Between 2006 and 2011, this reporter sat down with Mazursky in his crammed Beverly Hills office for three extensive interviews, during which the filmmaker shared his unconventional take on being Jewish, his views on filmmaking and the human race, and his frustration at his inability to get financial backing for his projects during the last two decades of his life.

The self-described “wise guy from Brooklyn” was an outspoken atheist with a deep affinity for Jewish life and characters.

In his offbeat 2006 documentary “Yippee: A Journey to Jewish Joy,” Mazursky joined 25,000 Chasidim in the Ukrainian town of Uman to sing, dance and pray at the grave of the great Chasidic master Rabbi Nachman of Bratslav.

“I could never think like a Chasid,” Mazursky concluded after this experience. “But I learned tolerance and maybe affection for the Chasidim. They are real people, who can see light in the darkest things.”

The film’s title reflects one of Mazursky’s numerous sayings, namely, “It is better to wake up in the morning and, instead of kvetching, say, ‘Yippee.’ ”

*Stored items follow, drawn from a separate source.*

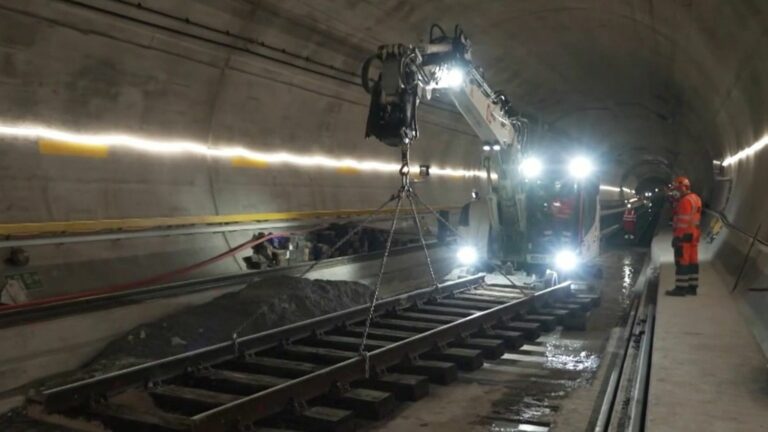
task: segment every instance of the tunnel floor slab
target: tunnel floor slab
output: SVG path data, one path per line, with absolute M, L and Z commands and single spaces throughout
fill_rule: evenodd
M 729 283 L 703 264 L 697 296 L 669 297 L 660 270 L 646 430 L 768 431 L 766 359 Z

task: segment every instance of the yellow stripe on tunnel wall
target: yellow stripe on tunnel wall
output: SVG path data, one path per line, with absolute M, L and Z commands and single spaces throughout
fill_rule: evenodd
M 232 158 L 232 166 L 238 168 L 269 168 L 269 162 L 235 156 Z
M 353 167 L 339 167 L 336 168 L 336 172 L 339 174 L 360 174 L 360 170 Z
M 37 148 L 40 154 L 53 156 L 105 158 L 109 155 L 109 146 L 104 144 L 83 144 L 44 138 L 37 140 Z

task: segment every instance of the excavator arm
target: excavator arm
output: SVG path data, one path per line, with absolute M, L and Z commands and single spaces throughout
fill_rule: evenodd
M 378 75 L 371 78 L 376 67 Z M 527 122 L 473 64 L 471 44 L 460 27 L 449 36 L 434 24 L 429 43 L 423 45 L 380 46 L 363 64 L 362 84 L 371 95 L 366 137 L 393 147 L 408 146 L 418 138 L 422 102 L 435 92 L 450 98 L 480 138 L 492 236 L 500 242 L 524 243 L 523 179 L 509 167 L 521 161 Z

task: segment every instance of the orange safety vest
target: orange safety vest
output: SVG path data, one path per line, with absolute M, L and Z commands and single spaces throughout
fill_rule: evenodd
M 624 222 L 636 222 L 637 221 L 637 213 L 635 213 L 635 209 L 628 208 L 624 211 Z
M 691 192 L 683 195 L 677 202 L 672 218 L 672 228 L 675 237 L 684 237 L 690 234 L 692 242 L 696 243 L 701 236 L 701 198 Z

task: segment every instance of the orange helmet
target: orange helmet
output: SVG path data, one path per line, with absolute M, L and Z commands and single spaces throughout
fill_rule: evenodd
M 672 182 L 672 189 L 688 192 L 691 190 L 691 181 L 688 180 L 688 177 L 680 176 Z

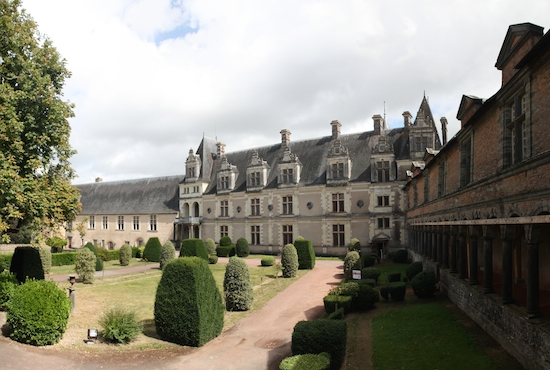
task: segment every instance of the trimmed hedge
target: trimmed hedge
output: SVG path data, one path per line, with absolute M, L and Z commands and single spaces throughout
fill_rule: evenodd
M 92 244 L 92 242 L 88 242 L 84 245 L 84 248 L 88 248 L 89 250 L 92 251 L 92 253 L 94 254 L 94 256 L 98 256 L 97 254 L 97 248 L 95 245 Z
M 139 247 L 132 247 L 132 258 L 141 258 Z
M 103 261 L 114 261 L 118 260 L 120 257 L 120 250 L 113 249 L 108 250 L 106 248 L 97 248 L 97 254 L 99 258 L 101 258 Z
M 180 257 L 200 257 L 208 261 L 208 252 L 202 239 L 184 239 L 181 242 Z
M 122 306 L 114 306 L 105 311 L 99 319 L 99 325 L 103 328 L 101 336 L 111 343 L 129 343 L 143 329 L 136 311 Z
M 353 252 L 353 251 L 359 252 L 359 251 L 361 251 L 361 243 L 359 243 L 359 239 L 352 238 L 349 241 L 348 251 L 350 251 L 350 252 Z
M 386 272 L 386 277 L 388 278 L 388 283 L 401 281 L 401 273 L 399 271 L 388 271 Z
M 373 279 L 376 283 L 378 283 L 378 278 L 382 272 L 380 269 L 376 267 L 366 267 L 363 270 L 361 270 L 361 278 L 362 279 Z
M 235 249 L 238 257 L 244 258 L 250 255 L 250 246 L 248 245 L 248 240 L 245 238 L 237 239 Z
M 52 266 L 74 265 L 77 255 L 77 252 L 54 253 L 52 254 Z
M 376 257 L 373 253 L 361 253 L 361 266 L 363 268 L 374 266 L 375 262 Z
M 228 236 L 222 236 L 220 239 L 220 246 L 229 247 L 231 245 L 231 238 Z
M 418 298 L 429 298 L 435 293 L 435 274 L 432 271 L 423 271 L 412 279 L 411 287 Z
M 292 354 L 328 352 L 333 370 L 339 369 L 346 355 L 347 323 L 345 320 L 320 319 L 300 321 L 292 333 Z
M 200 347 L 222 332 L 224 312 L 205 260 L 183 257 L 166 265 L 155 298 L 155 326 L 161 338 Z
M 361 270 L 361 258 L 357 252 L 348 252 L 344 258 L 344 280 L 351 280 L 353 270 Z
M 407 263 L 409 262 L 409 252 L 406 249 L 400 249 L 395 252 L 393 256 L 393 262 L 395 263 Z
M 204 247 L 209 256 L 216 254 L 216 242 L 212 238 L 208 238 L 204 241 Z
M 390 283 L 380 288 L 380 295 L 386 301 L 391 298 L 392 301 L 402 301 L 405 299 L 407 284 L 402 282 Z
M 10 269 L 12 256 L 13 256 L 13 253 L 0 254 L 0 272 Z
M 287 244 L 283 247 L 281 255 L 281 265 L 283 265 L 283 277 L 293 278 L 298 272 L 298 253 L 292 244 Z
M 298 269 L 311 270 L 315 267 L 315 252 L 311 240 L 295 240 L 294 247 L 298 253 Z
M 71 301 L 56 283 L 29 280 L 15 290 L 8 303 L 10 337 L 34 346 L 57 343 L 67 329 L 70 310 Z
M 92 253 L 94 254 L 94 256 L 95 256 L 95 270 L 96 271 L 103 271 L 103 261 L 99 257 L 99 252 L 98 252 L 96 246 L 93 245 L 92 243 L 88 242 L 88 243 L 86 243 L 84 248 L 87 248 L 87 249 L 91 250 Z
M 423 270 L 422 261 L 413 262 L 407 267 L 407 270 L 405 270 L 405 274 L 407 275 L 407 279 L 409 281 L 412 281 L 412 279 Z
M 133 248 L 129 244 L 124 244 L 120 247 L 120 252 L 118 254 L 118 262 L 121 266 L 128 266 L 130 264 L 130 259 L 132 259 Z
M 235 253 L 236 251 L 234 245 L 220 245 L 216 248 L 216 255 L 218 257 L 233 257 Z
M 370 284 L 363 280 L 359 283 L 359 293 L 353 301 L 353 307 L 359 311 L 366 311 L 378 301 L 380 301 L 380 293 Z
M 164 267 L 174 258 L 176 258 L 176 248 L 170 240 L 167 240 L 160 249 L 160 269 L 164 270 Z
M 84 284 L 92 284 L 94 282 L 96 261 L 97 257 L 94 256 L 94 253 L 90 249 L 82 248 L 78 252 L 74 270 Z
M 273 256 L 264 256 L 260 261 L 262 266 L 273 266 L 275 264 L 275 257 Z
M 40 261 L 42 262 L 42 270 L 44 270 L 44 275 L 50 273 L 52 269 L 52 252 L 51 248 L 38 247 L 38 252 L 40 252 Z
M 330 369 L 330 355 L 326 352 L 312 355 L 296 355 L 283 359 L 279 370 L 328 370 Z
M 8 308 L 7 303 L 18 284 L 14 274 L 9 271 L 0 272 L 0 311 Z
M 22 284 L 27 279 L 44 280 L 40 251 L 36 247 L 17 247 L 11 259 L 10 272 Z
M 149 262 L 160 262 L 161 249 L 162 244 L 160 244 L 159 238 L 156 236 L 149 238 L 145 244 L 145 249 L 143 250 L 143 255 L 141 258 L 144 258 Z
M 208 263 L 210 265 L 215 265 L 216 263 L 218 263 L 218 256 L 216 256 L 215 254 L 209 254 L 208 255 Z
M 339 308 L 343 308 L 344 312 L 348 313 L 351 311 L 352 301 L 352 296 L 328 294 L 323 298 L 323 305 L 325 312 L 328 314 L 333 313 Z
M 223 279 L 225 309 L 227 311 L 248 311 L 254 300 L 250 282 L 250 271 L 240 257 L 231 257 L 225 268 Z
M 340 307 L 333 313 L 327 316 L 329 320 L 344 320 L 346 318 L 344 307 Z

Mazursky demonstrated his own ability to discern both light and darkness in the human condition in “Enemies, A Love Story,” based on an Isaac Bashevis Singer story. Its conflicted hero is a Holocaust survivor who comes to America, where he tries to sort out his relationships with his three concurrent wives.

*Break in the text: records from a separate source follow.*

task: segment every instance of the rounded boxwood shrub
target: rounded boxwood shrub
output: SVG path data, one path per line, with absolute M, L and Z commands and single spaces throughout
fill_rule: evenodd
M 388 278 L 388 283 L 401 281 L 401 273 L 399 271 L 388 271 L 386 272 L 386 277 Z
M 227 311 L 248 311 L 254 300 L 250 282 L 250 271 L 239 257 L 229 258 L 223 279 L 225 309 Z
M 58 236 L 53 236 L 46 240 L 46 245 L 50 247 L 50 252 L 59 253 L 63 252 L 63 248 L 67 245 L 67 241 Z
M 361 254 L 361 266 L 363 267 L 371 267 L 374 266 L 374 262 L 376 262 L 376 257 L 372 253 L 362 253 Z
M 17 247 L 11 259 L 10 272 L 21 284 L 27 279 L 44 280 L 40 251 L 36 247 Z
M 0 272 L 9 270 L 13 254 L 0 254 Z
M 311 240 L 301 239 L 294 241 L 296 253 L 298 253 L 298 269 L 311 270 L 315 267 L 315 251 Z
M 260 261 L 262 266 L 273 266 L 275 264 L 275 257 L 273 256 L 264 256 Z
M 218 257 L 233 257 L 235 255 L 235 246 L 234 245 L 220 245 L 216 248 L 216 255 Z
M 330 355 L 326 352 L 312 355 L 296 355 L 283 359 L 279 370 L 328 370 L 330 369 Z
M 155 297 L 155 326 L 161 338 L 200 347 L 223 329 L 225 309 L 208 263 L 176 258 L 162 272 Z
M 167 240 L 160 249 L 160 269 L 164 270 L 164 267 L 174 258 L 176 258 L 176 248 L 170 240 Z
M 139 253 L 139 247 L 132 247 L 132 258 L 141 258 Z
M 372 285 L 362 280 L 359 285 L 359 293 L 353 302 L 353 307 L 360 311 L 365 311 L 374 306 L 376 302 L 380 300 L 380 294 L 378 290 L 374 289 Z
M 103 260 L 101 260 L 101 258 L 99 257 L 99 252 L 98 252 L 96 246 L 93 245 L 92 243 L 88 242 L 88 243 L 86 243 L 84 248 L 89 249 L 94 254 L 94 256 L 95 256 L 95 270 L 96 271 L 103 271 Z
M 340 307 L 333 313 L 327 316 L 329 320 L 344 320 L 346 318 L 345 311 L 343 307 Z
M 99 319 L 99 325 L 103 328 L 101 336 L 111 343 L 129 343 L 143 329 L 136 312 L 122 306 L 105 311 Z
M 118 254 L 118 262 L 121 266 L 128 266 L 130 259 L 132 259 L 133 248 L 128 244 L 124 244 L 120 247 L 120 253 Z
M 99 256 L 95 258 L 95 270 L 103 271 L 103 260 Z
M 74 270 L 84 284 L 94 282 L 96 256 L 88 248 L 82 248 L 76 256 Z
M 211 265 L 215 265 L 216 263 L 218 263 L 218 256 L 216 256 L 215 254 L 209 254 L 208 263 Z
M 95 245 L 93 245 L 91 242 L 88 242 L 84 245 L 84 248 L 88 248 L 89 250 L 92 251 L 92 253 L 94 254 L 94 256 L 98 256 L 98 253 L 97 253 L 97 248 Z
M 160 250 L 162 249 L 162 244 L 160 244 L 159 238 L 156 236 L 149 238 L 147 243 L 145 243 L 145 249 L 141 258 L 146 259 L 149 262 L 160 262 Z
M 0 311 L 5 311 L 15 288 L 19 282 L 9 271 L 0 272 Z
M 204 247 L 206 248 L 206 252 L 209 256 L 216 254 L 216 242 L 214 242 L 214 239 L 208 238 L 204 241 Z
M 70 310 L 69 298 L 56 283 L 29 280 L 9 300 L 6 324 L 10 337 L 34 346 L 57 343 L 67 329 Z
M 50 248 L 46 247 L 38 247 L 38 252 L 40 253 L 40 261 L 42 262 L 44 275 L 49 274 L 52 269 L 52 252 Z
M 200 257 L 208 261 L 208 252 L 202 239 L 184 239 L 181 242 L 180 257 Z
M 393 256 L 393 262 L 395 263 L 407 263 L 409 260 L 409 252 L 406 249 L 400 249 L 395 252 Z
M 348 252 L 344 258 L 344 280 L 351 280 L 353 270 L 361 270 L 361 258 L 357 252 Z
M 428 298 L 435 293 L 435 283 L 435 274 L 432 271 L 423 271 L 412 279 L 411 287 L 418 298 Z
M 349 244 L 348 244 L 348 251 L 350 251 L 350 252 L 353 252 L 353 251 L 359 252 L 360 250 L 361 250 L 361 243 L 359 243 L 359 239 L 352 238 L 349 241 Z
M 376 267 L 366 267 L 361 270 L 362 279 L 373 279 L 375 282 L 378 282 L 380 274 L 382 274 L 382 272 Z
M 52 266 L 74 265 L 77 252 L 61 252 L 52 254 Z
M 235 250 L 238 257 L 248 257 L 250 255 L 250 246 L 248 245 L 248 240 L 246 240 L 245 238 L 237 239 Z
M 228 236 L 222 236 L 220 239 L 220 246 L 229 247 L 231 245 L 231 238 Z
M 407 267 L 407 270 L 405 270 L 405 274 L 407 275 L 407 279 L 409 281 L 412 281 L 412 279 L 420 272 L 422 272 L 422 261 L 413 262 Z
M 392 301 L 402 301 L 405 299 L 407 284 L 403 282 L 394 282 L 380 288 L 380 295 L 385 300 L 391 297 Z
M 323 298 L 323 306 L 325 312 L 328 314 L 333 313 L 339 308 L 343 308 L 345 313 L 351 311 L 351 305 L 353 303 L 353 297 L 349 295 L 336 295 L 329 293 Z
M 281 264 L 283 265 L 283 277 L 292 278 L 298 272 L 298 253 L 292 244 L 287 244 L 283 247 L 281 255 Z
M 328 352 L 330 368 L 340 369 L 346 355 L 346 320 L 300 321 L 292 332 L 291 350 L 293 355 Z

Mazursky presented a different kind of Jew in “Down and Out in Beverly Hills,” starring Bette Midler and Richard Dreyfuss as a very wealthy and very Jewish Beverly Hills couple. The 1986 film was his biggest commercial hit.

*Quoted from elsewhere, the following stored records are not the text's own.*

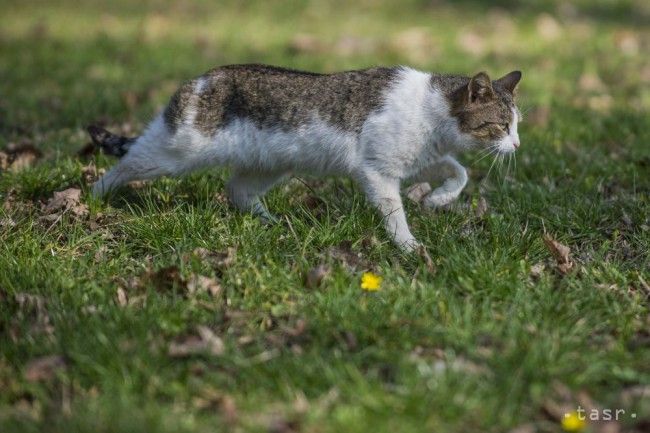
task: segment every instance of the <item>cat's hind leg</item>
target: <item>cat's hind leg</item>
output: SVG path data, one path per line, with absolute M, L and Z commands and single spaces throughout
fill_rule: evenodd
M 240 211 L 251 213 L 264 223 L 274 223 L 277 219 L 266 209 L 261 197 L 285 176 L 285 173 L 236 172 L 226 186 L 228 198 Z

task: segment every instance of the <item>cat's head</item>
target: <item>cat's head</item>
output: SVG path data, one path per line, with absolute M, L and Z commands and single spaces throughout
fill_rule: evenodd
M 513 71 L 491 81 L 485 72 L 473 76 L 452 96 L 452 114 L 464 141 L 471 147 L 511 153 L 520 146 L 515 89 L 521 72 Z

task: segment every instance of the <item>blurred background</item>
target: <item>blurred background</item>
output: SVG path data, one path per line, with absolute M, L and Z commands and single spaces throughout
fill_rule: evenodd
M 13 1 L 0 14 L 0 145 L 62 149 L 100 121 L 140 128 L 220 64 L 313 71 L 521 69 L 531 127 L 650 106 L 646 0 Z M 576 119 L 580 121 L 580 119 Z

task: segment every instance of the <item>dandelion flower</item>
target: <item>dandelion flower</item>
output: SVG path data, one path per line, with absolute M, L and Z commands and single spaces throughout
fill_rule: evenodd
M 586 425 L 585 417 L 581 417 L 576 411 L 565 413 L 564 418 L 562 418 L 562 428 L 564 431 L 579 432 L 584 430 Z
M 376 292 L 380 289 L 382 278 L 372 272 L 364 272 L 361 276 L 361 288 L 368 292 Z

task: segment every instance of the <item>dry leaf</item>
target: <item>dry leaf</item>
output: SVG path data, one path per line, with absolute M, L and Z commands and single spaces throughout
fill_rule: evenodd
M 331 268 L 328 265 L 320 264 L 311 268 L 305 276 L 305 286 L 309 289 L 316 289 L 323 284 L 323 280 L 329 276 Z
M 94 183 L 97 179 L 100 178 L 106 170 L 103 168 L 98 169 L 94 163 L 84 165 L 81 167 L 81 178 L 86 184 Z
M 63 213 L 70 213 L 76 217 L 86 216 L 88 206 L 81 203 L 81 190 L 68 188 L 64 191 L 56 191 L 54 196 L 43 207 L 44 219 L 57 219 Z
M 228 247 L 226 251 L 210 251 L 207 248 L 196 248 L 192 251 L 192 254 L 199 257 L 202 260 L 205 260 L 216 269 L 229 268 L 235 262 L 235 253 L 237 249 L 234 247 Z
M 102 262 L 107 252 L 108 252 L 108 247 L 106 245 L 101 245 L 99 248 L 97 248 L 97 251 L 95 251 L 95 256 L 94 256 L 95 261 Z
M 430 62 L 439 53 L 426 27 L 413 27 L 396 34 L 391 47 L 409 63 Z
M 526 123 L 545 127 L 551 119 L 551 107 L 548 105 L 540 105 L 534 107 L 526 114 Z
M 129 188 L 131 189 L 142 189 L 147 186 L 147 181 L 146 180 L 132 180 L 131 182 L 127 183 Z
M 563 274 L 568 274 L 574 266 L 573 261 L 569 257 L 571 253 L 569 247 L 562 245 L 550 235 L 544 235 L 544 243 L 555 258 L 558 270 Z
M 546 265 L 544 263 L 536 263 L 530 267 L 530 276 L 537 279 L 542 276 L 544 269 L 546 269 Z
M 371 38 L 361 38 L 353 35 L 343 35 L 336 42 L 334 52 L 339 56 L 351 57 L 367 55 L 375 51 L 377 43 Z
M 65 359 L 61 355 L 48 355 L 32 359 L 25 366 L 25 379 L 28 382 L 50 380 L 63 370 L 65 365 Z
M 229 395 L 224 395 L 219 402 L 219 412 L 227 424 L 234 424 L 237 422 L 237 405 L 235 399 Z
M 547 41 L 556 40 L 562 34 L 562 27 L 560 27 L 560 24 L 552 15 L 546 13 L 539 15 L 535 21 L 535 25 L 537 27 L 537 33 L 539 33 L 542 39 Z
M 199 292 L 206 292 L 212 296 L 217 296 L 221 293 L 221 284 L 214 278 L 209 278 L 203 275 L 193 275 L 187 283 L 187 291 L 190 295 Z
M 627 56 L 636 56 L 641 50 L 641 41 L 636 33 L 630 30 L 618 31 L 614 35 L 616 47 Z
M 6 170 L 9 168 L 9 155 L 0 151 L 0 170 Z
M 16 227 L 16 221 L 9 217 L 0 219 L 0 229 L 10 229 L 12 227 Z
M 461 31 L 458 34 L 458 45 L 467 54 L 478 57 L 487 51 L 485 38 L 472 31 Z
M 303 33 L 293 37 L 289 50 L 294 53 L 317 53 L 325 51 L 326 47 L 316 36 Z
M 9 143 L 0 154 L 0 168 L 11 171 L 22 170 L 31 166 L 41 156 L 41 151 L 28 141 L 20 144 Z
M 406 197 L 412 202 L 420 203 L 431 192 L 431 185 L 427 182 L 415 183 L 406 189 Z
M 429 255 L 427 249 L 421 245 L 418 247 L 417 253 L 424 259 L 424 264 L 427 267 L 427 271 L 429 271 L 429 273 L 434 273 L 436 271 L 436 265 L 433 263 L 433 259 L 431 259 L 431 256 Z
M 121 287 L 117 288 L 117 293 L 115 297 L 117 300 L 117 305 L 119 305 L 120 307 L 126 307 L 127 305 L 129 305 L 129 299 L 126 296 L 126 291 L 123 288 Z
M 17 312 L 13 319 L 29 321 L 29 332 L 32 334 L 51 335 L 54 333 L 45 299 L 29 293 L 17 293 L 14 300 L 17 305 Z
M 178 266 L 175 265 L 160 268 L 155 272 L 148 271 L 145 274 L 145 279 L 149 280 L 156 290 L 162 292 L 186 287 L 185 279 L 181 275 Z
M 361 253 L 352 251 L 350 241 L 343 241 L 338 246 L 328 248 L 327 255 L 351 271 L 373 268 L 373 264 L 365 260 Z
M 537 429 L 533 424 L 522 424 L 510 430 L 508 433 L 536 433 Z
M 300 423 L 295 419 L 275 418 L 270 422 L 268 431 L 269 433 L 298 433 Z
M 167 353 L 174 358 L 185 358 L 198 354 L 221 355 L 225 347 L 221 338 L 207 326 L 196 328 L 198 335 L 188 335 L 173 341 Z
M 578 79 L 578 86 L 585 92 L 604 92 L 607 90 L 605 83 L 593 72 L 585 72 Z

But, by the late 1980s, a new corporate Hollywood and a new generation of movie goers seemed to have lost their taste for and understanding of Mazursky’s sly wit, iconoclastic world view and wry take on the human condition.

“I have five scripts in my desk drawer, but no one is willing to finance them,” groused the man who garnered four Oscar nominations for his screenplays and one as producer.

When asked about his outlook as a Jew, Mazursky told the Journal, “I feel Jewish as a secular Jew; I feel emotional about it, and I love the culture. I get angry when anyone says a bad thing about Jews.”

He expanded a follow-up question on his philosophy of filmmaking to talk about his view of life.

“All my films have been shaped by how I feel about life, for better or for worse,” he said. “I think life is a cosmic joke. I believe in the power of love, I think it cures, and the older I get, the less sure I am [that] I know what I know. I always derive an enormous amount of pleasure from the things that humans do that are surprising and touching and sometimes a little crazy.”

Mazursky is survived by Betsy, his wife of 61 years, their daughter Jill Mazursky, four grandchildren and a great-grandchild. Daughter Meg died of cancer in 2009.